APL 1439 Lenda de Nossa Senhora do Monte
Era uma vez uma menina que se chamava Hélia Prisca. E era muda e surda. E a mãe não a podia educare na religião cristã. E o pai era ateu. Não acreditava. Mas a mãe, por sinais ou assim, fez-le compreender à filha que havia um Deus que havia d'adorare. E a filha compreendia isso tamém.
Uma noite a rapariga até estava na cabana. Tinha doze anos e ela era pastora. Estava na cabana no dia 14 para o dia 15 de Agosto e via as estrelas muito mais brilhantes qu'outros dias. E via que a natureza que não estava como estava outras vezes.

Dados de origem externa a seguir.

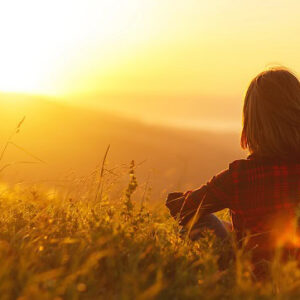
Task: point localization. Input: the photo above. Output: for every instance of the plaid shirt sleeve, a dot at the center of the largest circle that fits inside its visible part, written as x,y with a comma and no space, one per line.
209,198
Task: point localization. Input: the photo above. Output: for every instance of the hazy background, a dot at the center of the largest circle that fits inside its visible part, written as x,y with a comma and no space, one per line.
161,81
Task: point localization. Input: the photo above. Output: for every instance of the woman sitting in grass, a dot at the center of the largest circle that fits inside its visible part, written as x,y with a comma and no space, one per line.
262,192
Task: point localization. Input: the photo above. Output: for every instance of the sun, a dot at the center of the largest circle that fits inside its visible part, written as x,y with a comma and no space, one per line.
43,43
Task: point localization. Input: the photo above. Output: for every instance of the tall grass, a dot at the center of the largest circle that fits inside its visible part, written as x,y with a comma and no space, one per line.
56,247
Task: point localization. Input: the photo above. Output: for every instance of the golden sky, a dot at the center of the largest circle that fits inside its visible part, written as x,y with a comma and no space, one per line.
79,49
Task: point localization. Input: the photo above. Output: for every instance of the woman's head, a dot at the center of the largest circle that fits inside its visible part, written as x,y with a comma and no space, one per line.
271,115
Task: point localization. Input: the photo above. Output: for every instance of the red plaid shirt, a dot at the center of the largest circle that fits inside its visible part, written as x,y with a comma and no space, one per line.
262,195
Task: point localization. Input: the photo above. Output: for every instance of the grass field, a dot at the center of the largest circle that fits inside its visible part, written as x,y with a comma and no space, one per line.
56,247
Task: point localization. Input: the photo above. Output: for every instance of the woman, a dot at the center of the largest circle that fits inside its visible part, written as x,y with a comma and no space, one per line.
261,192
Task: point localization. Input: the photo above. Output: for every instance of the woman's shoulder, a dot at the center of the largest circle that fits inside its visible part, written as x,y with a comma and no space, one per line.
253,161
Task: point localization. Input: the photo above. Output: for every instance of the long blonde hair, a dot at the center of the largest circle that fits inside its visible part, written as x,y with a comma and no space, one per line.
271,115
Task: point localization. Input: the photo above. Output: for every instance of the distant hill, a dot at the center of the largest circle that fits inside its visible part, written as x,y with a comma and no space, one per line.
73,141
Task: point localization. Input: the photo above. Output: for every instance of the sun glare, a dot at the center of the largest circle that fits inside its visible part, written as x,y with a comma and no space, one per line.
43,40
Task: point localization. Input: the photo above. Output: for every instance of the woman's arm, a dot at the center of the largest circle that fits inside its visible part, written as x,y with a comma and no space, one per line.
211,197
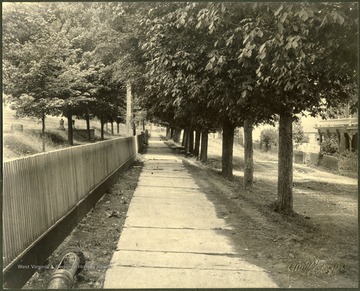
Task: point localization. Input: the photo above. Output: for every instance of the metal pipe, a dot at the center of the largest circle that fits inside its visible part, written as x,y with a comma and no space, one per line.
70,265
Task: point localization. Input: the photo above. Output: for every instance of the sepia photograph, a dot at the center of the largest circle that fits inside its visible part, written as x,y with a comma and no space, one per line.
197,145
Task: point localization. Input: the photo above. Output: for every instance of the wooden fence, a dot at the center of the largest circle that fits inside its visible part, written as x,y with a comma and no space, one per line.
39,190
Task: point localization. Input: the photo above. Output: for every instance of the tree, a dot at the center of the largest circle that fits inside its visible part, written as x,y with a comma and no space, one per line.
306,62
299,136
34,54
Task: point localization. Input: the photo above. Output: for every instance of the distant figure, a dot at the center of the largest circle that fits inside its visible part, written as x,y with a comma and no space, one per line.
62,124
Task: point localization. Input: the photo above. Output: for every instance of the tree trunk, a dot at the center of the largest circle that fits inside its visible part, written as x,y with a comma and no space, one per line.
187,141
184,138
227,149
70,129
134,129
43,130
285,165
248,155
191,141
177,134
87,118
102,123
204,145
197,143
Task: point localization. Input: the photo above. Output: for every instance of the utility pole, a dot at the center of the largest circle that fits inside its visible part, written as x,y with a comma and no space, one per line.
128,110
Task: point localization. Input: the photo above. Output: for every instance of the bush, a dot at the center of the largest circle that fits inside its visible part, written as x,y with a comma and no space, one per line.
269,136
299,136
330,145
348,161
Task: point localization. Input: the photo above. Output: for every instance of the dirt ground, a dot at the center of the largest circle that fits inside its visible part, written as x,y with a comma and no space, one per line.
96,235
317,248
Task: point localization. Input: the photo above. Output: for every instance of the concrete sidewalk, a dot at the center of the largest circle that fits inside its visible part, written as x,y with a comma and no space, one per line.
172,236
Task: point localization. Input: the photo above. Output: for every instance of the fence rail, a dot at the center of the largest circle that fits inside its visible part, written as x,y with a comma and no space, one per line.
39,190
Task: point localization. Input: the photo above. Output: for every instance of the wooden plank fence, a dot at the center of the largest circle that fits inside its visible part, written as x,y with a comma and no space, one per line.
39,190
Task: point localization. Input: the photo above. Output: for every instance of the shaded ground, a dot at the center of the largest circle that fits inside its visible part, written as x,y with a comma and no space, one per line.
29,142
315,249
97,235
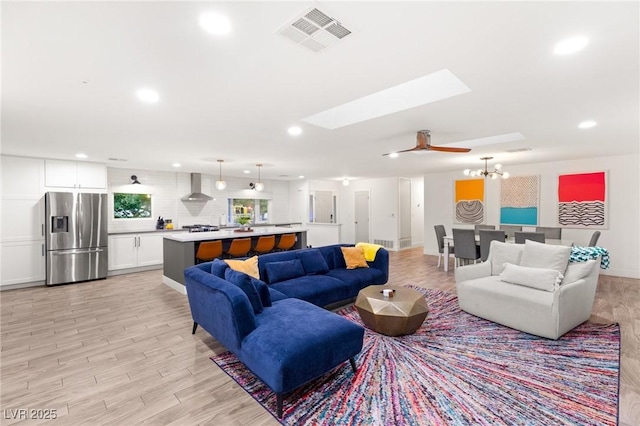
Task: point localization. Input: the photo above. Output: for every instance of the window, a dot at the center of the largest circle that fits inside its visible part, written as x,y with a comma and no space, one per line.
131,206
256,211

E antão o que ela faz? Continuou a orare segundo tinha percibido por sinais, e a admirar a natureza. No dia 14, no meio-dia mesmo, era no dia 14 d'Agosto. [Sabe o que é uma giesta, não sabe? M.C.F.: É uma árvore.] E as giestas dão flor é na Primavera, em Março ou Abril. Parece que é em Abril qu'elas dão flore. E vê uma giesta florida e a imagem de Nossa Senhora em cima da giesta. Quando ela viu a giesta florida e a imagem em cima da giesta, ficou assim como assustada de Nossa Senhora, que le disse:
--Não t'assustes--diz. Não t'assustes. Bai à povoação e diz pà gente da povoação vir aqui, que eu quero que me facem aqui uma ermida.
E ela respondeu. Diz:
--Mas como é qu'eu hei-d'ire, s'eu tenho as minhas ovelhas?
E diz assim ela, diz:
--Eu fico-te co'as ovelhas--diz Nossa Senhora. --Eu fico-te co'as ovelhas.

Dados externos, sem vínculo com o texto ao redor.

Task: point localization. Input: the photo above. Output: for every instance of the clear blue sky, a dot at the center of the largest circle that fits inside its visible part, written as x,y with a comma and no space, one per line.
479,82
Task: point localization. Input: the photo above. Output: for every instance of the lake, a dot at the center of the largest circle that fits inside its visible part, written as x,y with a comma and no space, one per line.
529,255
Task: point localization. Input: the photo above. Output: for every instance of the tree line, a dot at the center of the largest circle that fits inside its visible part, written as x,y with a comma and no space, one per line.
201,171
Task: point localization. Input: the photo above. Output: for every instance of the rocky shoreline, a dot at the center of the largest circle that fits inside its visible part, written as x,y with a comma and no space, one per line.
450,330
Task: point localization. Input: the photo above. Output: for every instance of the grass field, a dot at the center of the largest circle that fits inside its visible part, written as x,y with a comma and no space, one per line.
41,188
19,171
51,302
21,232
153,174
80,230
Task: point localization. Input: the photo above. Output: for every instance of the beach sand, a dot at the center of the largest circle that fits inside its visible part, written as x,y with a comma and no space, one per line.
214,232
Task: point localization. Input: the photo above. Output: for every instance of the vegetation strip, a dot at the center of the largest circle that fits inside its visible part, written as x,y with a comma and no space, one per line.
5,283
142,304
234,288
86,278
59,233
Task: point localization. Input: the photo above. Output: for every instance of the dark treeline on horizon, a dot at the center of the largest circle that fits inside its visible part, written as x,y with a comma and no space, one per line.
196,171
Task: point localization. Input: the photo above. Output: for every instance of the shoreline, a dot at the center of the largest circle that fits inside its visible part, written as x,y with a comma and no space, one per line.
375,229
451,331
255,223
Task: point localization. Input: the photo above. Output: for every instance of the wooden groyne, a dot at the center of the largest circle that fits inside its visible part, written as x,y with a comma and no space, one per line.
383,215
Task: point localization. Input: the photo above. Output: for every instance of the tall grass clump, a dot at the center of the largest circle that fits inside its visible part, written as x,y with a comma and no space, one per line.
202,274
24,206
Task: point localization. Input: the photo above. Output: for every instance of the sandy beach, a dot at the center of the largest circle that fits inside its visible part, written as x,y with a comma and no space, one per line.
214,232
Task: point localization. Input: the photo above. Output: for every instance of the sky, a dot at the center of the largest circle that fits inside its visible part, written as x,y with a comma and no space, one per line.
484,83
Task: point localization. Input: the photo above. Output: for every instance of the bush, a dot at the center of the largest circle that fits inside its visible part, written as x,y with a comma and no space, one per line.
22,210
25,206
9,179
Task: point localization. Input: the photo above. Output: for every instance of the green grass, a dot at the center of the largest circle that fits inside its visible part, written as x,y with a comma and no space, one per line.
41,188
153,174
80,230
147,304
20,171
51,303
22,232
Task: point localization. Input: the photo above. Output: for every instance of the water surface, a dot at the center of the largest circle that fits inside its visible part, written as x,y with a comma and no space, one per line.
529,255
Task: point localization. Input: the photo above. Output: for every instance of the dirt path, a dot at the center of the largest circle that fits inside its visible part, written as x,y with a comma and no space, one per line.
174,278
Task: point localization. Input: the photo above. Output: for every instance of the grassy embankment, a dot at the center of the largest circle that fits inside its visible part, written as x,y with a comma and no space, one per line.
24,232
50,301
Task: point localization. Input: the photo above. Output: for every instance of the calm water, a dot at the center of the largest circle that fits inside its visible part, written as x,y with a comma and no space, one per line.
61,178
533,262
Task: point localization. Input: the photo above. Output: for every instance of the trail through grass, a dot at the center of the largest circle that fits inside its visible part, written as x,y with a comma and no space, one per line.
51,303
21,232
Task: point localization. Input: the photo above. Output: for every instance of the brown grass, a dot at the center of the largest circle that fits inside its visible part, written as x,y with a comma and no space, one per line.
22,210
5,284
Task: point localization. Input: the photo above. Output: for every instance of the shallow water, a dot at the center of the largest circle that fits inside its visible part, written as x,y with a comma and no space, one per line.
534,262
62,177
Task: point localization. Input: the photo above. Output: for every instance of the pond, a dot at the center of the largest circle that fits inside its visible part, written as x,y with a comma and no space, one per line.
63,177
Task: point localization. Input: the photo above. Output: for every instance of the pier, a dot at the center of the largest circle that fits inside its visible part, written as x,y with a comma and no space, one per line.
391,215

E a rapariga, que nunca tinha falado, chegou à aldeia e falou. E as pessoas acreditaram logo. Diz:
--Olhai, isto é verdade, porque ela era muda e surda--que ela nunca tinha falado na vida--e agora está a conversar, está a falare.
E quando as pessoas chegaram ali, agarraram a imagem e levaram para a igreja da povoação.
Mas no dia a seguir, quando se levantaram, já não 'tava lá. E foram à procura da imagem, mas não a encontravam. Lá alguém teve a ideia que talvez estivesse no mesmo sítio onde a tinham encontrado. Quando foram lá, estava em cima da giesta.
Ora, foi milagre a pequenita ouvire e falare. Foi milagre a giesta florida naquele tempo--naquele tempo não há nenhuma florida. Foi também milagre a imagem saire e estar no mesmo sítio, não é?
Pois três vezes levcaram a imagem prà igreja e três vezes se repetiu a mesma cena.
E antão a pastorita também dizem que tinha sede e ali se fez um nascente ao pé da giesta. Que não havia antes. E então as pessoas viram que Nossa Senhora, que era mesmo verdade o que ela tinha dito à Hélia Prista.
Mas a menina não estava baptizada. E então Nossa Senhora disse-l'aquele dia:
--Tu hoje ficas baptizada. E o teu nome d'hoje em diante é Maria Luzia--trocou-lhe o nome. --É Maria Luzia.
E depois fizeram então ali uma ermida qu'inda lá está, qu'é a igreja do Monte. Fizeram antão a grande ermida em menos de seis meses. Toda a gente a trabalhar, homens e mulheres. E ficaram todos muito admirados, porque a ermida é muito grande. E é em pedra canteria. E as pessoas todas diziam que se não fosse por um impulso divino qu'era impossível serem tão unidos e fazerem aquilo em seis meses, porque não havia meios pra isso. E ainda lá está a história de Duas Igrejas. Lá está a ermida e a história na parede, porque ficou sempr'aquilo por escrito.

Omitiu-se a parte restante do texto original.